Ein Anspruch auf (Aufstockungs-)Unterhalt kann auch dadurch entstehen, dass das Einkommen des Ehegatten, der für den Kindesunterhalt barunterhaltspflichtig ist, unter das Einkommen des kinderbetreuenden Ehegatten absinkt, weil der Kindesunterhalt vorweg abgezogen wurde.

Der Sachverhalt

Die Beteiligten sind geschiedene Ehegatten. Sie streiten noch um Trennungsunterhalt für die Zeit ab September 2012.

Die Beteiligten heirateten am 15. April 1996. Aus der Ehe sind zwei Töchter hervorgegangen, die im April 1998 und Oktober 1999 geboren wurden. Die Ehegatten trennten sich im Juli 2011. Die Töchter leben seitdem bei der Antragstellerin (im Folgenden: Ehefrau).
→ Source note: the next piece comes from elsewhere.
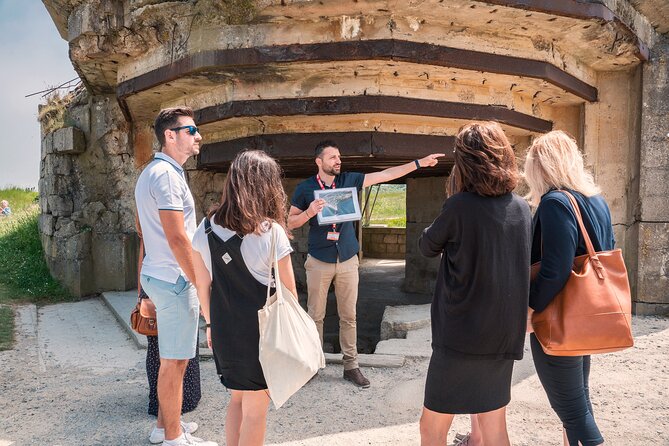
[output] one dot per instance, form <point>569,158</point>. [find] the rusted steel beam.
<point>338,105</point>
<point>382,49</point>
<point>362,151</point>
<point>575,9</point>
Der Antragsgegner (im Folgenden: Ehemann) zahlt für die Kinder Barunterhalt.

Die Ehefrau ist Beamtin im mittleren Dienst und derzeit mit einer Arbeitszeit von 70 % beschäftigt. Sie ist Alleineigentümerin eines Zweifamilienhauses. Die darin befindliche vormalige Ehewohnung wird weiter von ihr und den Töchtern bewohnt, die weitere Wohnung ist vermietet. Der Ehemann ist Stahlbauschlosser.
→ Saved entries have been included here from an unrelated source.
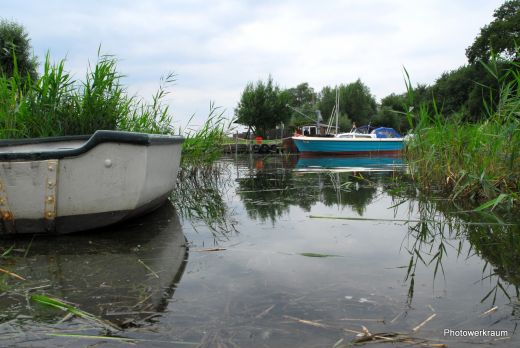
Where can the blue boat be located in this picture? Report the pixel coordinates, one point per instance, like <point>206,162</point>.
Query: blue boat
<point>379,141</point>
<point>359,163</point>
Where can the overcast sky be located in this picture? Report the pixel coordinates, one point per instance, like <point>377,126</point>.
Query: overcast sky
<point>217,47</point>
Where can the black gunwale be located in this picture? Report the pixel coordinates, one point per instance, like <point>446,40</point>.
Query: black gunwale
<point>99,137</point>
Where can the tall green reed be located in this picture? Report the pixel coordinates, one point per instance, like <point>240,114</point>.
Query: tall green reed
<point>476,161</point>
<point>57,104</point>
<point>203,144</point>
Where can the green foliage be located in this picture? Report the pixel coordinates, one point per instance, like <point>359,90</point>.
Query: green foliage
<point>203,144</point>
<point>479,161</point>
<point>357,102</point>
<point>302,98</point>
<point>55,104</point>
<point>501,36</point>
<point>15,51</point>
<point>262,106</point>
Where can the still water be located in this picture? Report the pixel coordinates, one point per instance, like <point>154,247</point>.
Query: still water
<point>275,251</point>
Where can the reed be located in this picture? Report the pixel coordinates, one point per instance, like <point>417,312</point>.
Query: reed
<point>470,161</point>
<point>204,144</point>
<point>57,104</point>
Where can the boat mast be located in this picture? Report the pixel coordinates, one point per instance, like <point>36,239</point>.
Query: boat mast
<point>337,108</point>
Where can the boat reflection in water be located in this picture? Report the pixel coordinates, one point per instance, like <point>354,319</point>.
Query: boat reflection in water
<point>125,274</point>
<point>350,163</point>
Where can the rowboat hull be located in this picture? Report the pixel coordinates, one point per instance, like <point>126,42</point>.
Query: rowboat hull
<point>69,184</point>
<point>349,146</point>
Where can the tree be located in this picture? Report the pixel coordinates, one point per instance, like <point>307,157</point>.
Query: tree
<point>262,106</point>
<point>357,102</point>
<point>302,98</point>
<point>15,48</point>
<point>501,36</point>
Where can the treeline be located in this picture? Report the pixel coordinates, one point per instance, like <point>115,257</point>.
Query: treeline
<point>468,93</point>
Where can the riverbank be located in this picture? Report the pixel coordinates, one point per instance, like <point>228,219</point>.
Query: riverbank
<point>478,162</point>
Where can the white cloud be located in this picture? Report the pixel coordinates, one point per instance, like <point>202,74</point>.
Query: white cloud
<point>217,47</point>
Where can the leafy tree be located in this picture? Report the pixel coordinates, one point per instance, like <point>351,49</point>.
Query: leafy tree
<point>501,36</point>
<point>262,106</point>
<point>357,102</point>
<point>15,50</point>
<point>303,98</point>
Die Beteiligten haben zunächst wechselseitig Ansprüche auf Trennungsunterhalt geltend gemacht. Das Amtsgericht hat den Antrag der Ehefrau abgewiesen und diese auf den Widerantrag des Ehemanns zur Zahlung rückständigen und laufenden Unterhalts von zuletzt monatlich 308,55 € verpflichtet. Das Oberlandesgericht hat die Beschwerde der Ehefrau, die ihren Unterhaltsantrag nicht weiterverfolgt hat, zurückgewiesen. Dagegen richtet sich deren zugelassene Rechtsbeschwerde, mit welcher sie die Abweisung des Widerantrags erstrebt.

Die Urteilsbegründung

Sinkt das Einkommen des zum Kindesbarunterhalt verpflichteten Ehegatten durch den Abzug des Kindesunterhalts unter das des betreuenden Ehegatten ab, so ist das Entstehen des Anspruchs auf Aufstockungsunterhalt die notwendige Folge. Denn dieser knüpft lediglich an das höhere Einkommen eines Ehegatten an und hat eine Beibehaltung des ehelichen Lebensstandards zum Ziel.
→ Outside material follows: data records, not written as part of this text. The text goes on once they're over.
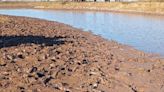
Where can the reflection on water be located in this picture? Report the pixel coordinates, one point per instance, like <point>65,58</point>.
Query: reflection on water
<point>142,32</point>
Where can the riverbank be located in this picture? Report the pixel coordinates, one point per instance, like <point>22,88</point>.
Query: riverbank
<point>51,56</point>
<point>156,8</point>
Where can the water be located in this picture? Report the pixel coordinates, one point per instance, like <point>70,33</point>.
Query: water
<point>145,33</point>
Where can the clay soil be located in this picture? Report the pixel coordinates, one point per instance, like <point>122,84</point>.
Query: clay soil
<point>45,56</point>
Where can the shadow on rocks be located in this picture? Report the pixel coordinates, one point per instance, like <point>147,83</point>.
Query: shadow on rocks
<point>9,41</point>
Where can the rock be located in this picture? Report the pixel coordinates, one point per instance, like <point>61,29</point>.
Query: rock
<point>2,63</point>
<point>40,74</point>
<point>33,69</point>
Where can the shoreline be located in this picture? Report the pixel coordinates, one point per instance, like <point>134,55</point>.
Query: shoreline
<point>51,56</point>
<point>85,6</point>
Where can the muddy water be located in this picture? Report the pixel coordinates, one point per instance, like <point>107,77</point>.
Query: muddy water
<point>142,32</point>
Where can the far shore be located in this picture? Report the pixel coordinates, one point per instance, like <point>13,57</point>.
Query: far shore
<point>148,8</point>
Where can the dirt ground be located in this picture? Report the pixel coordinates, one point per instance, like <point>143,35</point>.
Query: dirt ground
<point>45,56</point>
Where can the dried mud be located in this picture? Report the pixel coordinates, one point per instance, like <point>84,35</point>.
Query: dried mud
<point>45,56</point>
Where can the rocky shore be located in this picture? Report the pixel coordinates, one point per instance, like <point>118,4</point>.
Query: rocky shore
<point>45,56</point>
<point>148,8</point>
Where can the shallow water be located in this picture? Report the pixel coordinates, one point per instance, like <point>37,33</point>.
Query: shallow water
<point>145,33</point>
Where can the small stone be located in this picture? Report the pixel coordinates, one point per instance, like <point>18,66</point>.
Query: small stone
<point>9,57</point>
<point>34,69</point>
<point>2,63</point>
<point>84,61</point>
<point>21,56</point>
<point>40,74</point>
<point>47,80</point>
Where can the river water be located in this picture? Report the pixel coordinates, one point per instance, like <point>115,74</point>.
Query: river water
<point>142,32</point>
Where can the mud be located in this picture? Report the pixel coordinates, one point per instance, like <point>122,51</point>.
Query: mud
<point>45,56</point>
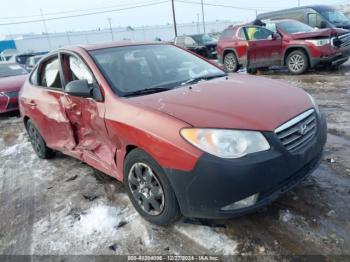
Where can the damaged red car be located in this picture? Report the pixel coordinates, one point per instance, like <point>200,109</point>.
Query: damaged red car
<point>182,135</point>
<point>12,77</point>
Kindesunterhalt und Ehegattenunterhalt haben unterschiedliche Zielsetzung

Der auf Seiten des kinderbetreuenden Ehegatten entstehenden Belastung ist im Rahmen der Bemessung seiner Erwerbsobliegenheit und durch die (teilweise) Nichtberücksichtigung überobligatorisch erzielten Einkommens Rechnung zu tragen.
Unterhalt ist stets zeitbezogen zu ermitteln und im Verfahren geltend zu machen. Fordert der Unterhaltsberechtigte für bestimmte Zeiträume zu viel Unterhalt, so ist sein Antrag insoweit abzuweisen und kann nicht mit anderen Zeiträumen verrechnet werden, in denen er weniger verlangt, als ihm zusteht.